Workplace law reforms bring fresh risks and responsibilities

By Claire Haworth

19 May 2026

Claire Haworth

The Employment Rights Act 2025 introduces some of the most significant employment law reforms in recent years. Many changes took effect in April 2026, with further developments expected through 2026 and 2027. Employers should take this opportunity to review policies, processes and manager guidance to ensure compliance.

Family-Friendly Rights

Unpaid parental leave and statutory paternity leave are now available from day one of employment, removing previous service requirements. These changes apply to babies due on or after 5 April 2026 and adoptions from 6 April 2026.

A transitional period (6 April to 25 July 2026) allows newly eligible employees to give 28 days’ notice; after this, the standard 15-week notice requirement resumes.

What employers should do:
• Update policies, forms and HR systems
• Adjust notice procedures during the transitional period
• Brief managers to ensure consistent understanding of eligibility

Statutory Sick Pay (SSP)

SSP is now payable from the first day of absence, removing the three-day waiting
period. The lower earnings limit has also been abolished, expanding eligibility. Payments are
set at 80 per cent of normal weekly earnings or £123.25, whichever is lower.
What employers should do:
• Review payroll and absence management processes
• Ensure policies clearly define triggers and procedures
• Support managers in handling short-term and repeat absences fairly

Whistleblowing

Sexual harassment disclosures are now classified as protected disclosures.

Employees have day-one protection from detriment, and dismissals linked to such disclosures are automatically unfair.

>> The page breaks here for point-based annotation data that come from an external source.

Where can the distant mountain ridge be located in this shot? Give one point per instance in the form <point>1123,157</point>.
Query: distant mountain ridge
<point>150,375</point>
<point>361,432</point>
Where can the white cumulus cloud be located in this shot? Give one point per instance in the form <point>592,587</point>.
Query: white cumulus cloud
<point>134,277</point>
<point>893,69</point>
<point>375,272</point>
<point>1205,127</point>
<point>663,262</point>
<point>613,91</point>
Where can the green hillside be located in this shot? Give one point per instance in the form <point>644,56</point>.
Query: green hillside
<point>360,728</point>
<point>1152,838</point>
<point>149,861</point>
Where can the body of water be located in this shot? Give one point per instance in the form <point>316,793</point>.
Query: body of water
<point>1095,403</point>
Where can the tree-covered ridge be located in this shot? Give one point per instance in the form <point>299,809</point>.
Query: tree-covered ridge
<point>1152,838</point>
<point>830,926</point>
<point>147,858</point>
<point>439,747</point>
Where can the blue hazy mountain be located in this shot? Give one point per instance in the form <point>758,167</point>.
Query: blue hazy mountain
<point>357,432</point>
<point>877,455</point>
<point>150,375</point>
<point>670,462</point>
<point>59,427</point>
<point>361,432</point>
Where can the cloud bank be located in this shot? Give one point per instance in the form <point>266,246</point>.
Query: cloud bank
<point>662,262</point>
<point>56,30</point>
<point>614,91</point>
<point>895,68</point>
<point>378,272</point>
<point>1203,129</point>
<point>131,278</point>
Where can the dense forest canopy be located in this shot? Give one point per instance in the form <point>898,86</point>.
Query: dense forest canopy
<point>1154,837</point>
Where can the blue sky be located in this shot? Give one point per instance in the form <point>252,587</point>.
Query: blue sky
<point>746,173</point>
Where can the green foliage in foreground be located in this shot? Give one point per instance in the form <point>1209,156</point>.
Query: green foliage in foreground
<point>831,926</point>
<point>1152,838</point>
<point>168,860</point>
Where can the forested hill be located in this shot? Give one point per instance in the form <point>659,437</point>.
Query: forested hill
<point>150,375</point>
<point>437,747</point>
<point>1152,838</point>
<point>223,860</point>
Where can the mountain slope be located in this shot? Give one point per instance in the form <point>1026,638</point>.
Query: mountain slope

Compensation remains uncapped, increasing employer risk where concerns are mishandled.
What employers should do:
• Update whistleblowing and anti-harassment policies
• Reinforce training on recognising and escalating concerns
• Ensure managers handle disclosures sensitively and lawfully

Collective Redundancy

The maximum protective award for failure to consult has doubled from 90 to 180 days’ pay per affected employee. Consultation timelines remain unchanged at 30 days for 20 or more redundancies; 45 days for 100 or more, but the financial risk of non-compliance has increased significantly.

What employers should do:
• Ensure clear understanding of consultation requirements
• Seek legal advice early where needed
• Review internal restructuring and redundancy processes

Fair Work Agency (FWA)

The new Fair Work Agency will take a more proactive enforcement role across areas such as holiday pay, SSP, minimum wage compliance, agency worker rules and recordkeeping. It has powers to request records, investigate and bring claims on behalf of workers.

What employers should do:
• Review holiday pay calculations, including overtime
• Ensure records are accurate, complete and accessible
• Identify and address compliance gaps early

Trade Union Recognition

The removal of the 40 per cent support threshold makes statutory trade union recognition easier to achieve. This increases the importance of strong employee engagement and workplace communication.
What employers should do:
• Strengthen communication and engagement strategies
• Focus on workplace culture and conditions
• Monitor early signs of employee dissatisfaction

These reforms expand employee rights and increase enforcement risks. Employers should act now to update policies, train managers and ensure compliance, reducing exposure and supporting effective workplace practices.